CIMAHI.-Badan Penanggulangan Bencana Daerah (BPBD)
Kota Cimahi mulai melakukan pemetaaan daerah rawan bencana di Kota
Cimahi. Hal itu dilakukan agar bisa menerapkan berbagai upaya pencegahan
dan mitigasi bencana sehingga bisa menekan kejadian bencana yang
menelan korban jiwa di Kota Cimahi.
Demikian diungkapkan
Kepala BPBD Kota Cimahi, Dani Bastian. Kota Cimahi luasnya hanya terbagi
dalam tiga Kecamatan dan 15 Kelurahan, namun potensi bencana selalu
ada.
"Bukan berarti bebas bencana. Kita akan petakan ulang daerah mana saja rawan bencana," ujarnya.

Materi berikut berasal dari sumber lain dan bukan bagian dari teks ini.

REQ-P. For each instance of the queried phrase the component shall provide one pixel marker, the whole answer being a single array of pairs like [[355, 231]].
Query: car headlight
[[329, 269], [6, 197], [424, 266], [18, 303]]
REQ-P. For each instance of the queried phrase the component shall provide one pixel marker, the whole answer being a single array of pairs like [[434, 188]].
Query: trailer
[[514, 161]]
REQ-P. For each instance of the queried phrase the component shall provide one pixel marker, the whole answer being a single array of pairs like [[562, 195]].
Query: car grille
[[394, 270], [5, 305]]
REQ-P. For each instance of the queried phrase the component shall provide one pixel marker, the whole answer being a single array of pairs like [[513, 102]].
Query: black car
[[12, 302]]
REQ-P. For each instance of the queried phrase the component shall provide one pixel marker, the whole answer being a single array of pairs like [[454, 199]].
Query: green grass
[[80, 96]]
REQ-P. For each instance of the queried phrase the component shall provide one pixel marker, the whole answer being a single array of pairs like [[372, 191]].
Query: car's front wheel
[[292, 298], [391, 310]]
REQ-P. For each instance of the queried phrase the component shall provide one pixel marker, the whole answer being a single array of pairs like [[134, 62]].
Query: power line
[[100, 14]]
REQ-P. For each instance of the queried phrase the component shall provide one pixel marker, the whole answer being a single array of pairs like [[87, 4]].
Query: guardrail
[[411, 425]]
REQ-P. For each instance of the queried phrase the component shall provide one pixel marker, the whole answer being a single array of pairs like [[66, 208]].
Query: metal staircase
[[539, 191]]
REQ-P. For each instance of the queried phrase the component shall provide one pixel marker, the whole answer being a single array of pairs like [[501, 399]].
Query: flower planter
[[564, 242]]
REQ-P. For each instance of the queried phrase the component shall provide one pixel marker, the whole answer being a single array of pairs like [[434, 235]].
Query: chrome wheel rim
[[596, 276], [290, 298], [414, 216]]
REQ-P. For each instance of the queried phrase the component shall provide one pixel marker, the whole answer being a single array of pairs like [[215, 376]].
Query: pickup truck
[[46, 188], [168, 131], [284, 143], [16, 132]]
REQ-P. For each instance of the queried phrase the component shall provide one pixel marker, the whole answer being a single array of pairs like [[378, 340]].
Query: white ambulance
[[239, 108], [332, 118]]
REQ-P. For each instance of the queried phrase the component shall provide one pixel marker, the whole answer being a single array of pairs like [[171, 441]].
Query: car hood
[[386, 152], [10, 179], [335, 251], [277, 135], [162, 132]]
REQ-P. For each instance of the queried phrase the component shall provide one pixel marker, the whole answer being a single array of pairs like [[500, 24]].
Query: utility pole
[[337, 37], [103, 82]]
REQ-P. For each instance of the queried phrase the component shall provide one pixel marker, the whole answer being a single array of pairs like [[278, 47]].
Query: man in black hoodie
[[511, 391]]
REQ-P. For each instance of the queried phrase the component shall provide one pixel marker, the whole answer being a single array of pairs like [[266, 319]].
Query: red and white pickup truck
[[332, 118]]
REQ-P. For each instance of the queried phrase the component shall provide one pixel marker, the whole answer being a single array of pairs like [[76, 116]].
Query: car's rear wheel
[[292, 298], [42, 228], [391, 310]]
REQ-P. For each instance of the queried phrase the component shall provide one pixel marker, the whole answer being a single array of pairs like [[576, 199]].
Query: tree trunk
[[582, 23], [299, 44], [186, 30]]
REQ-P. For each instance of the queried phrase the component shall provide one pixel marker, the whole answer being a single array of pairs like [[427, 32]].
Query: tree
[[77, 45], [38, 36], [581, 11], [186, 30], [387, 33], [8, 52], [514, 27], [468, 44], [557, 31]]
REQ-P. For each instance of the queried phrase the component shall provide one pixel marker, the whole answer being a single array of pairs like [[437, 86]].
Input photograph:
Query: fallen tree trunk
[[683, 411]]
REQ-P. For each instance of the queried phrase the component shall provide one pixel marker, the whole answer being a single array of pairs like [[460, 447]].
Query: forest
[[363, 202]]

Berdasarkan hasil pemetaan sementara, ada tiga titik yang berpotensi bencana seperti longsor di Cimahi Utara, banjir di Cimahi Selatan
dan kekeringan hampir di semua wilayah. "Semua potensi bencana itu
bakal dipetakan agar kita bisa bergerak cepat dalam penanganan bencana.
Terutama, bagaimana bisa melakukan pencegahan bencana dengan mitigasi
yang baik dan didukung partisipasi masyarakat mengenal potensi bencana
di lingkungannya," tuturnya.Pada Selasa (8/3/2016), BPBD Kota
Cimahi mendapat laporan rumah ambruk yang ditempati Rosyad (54)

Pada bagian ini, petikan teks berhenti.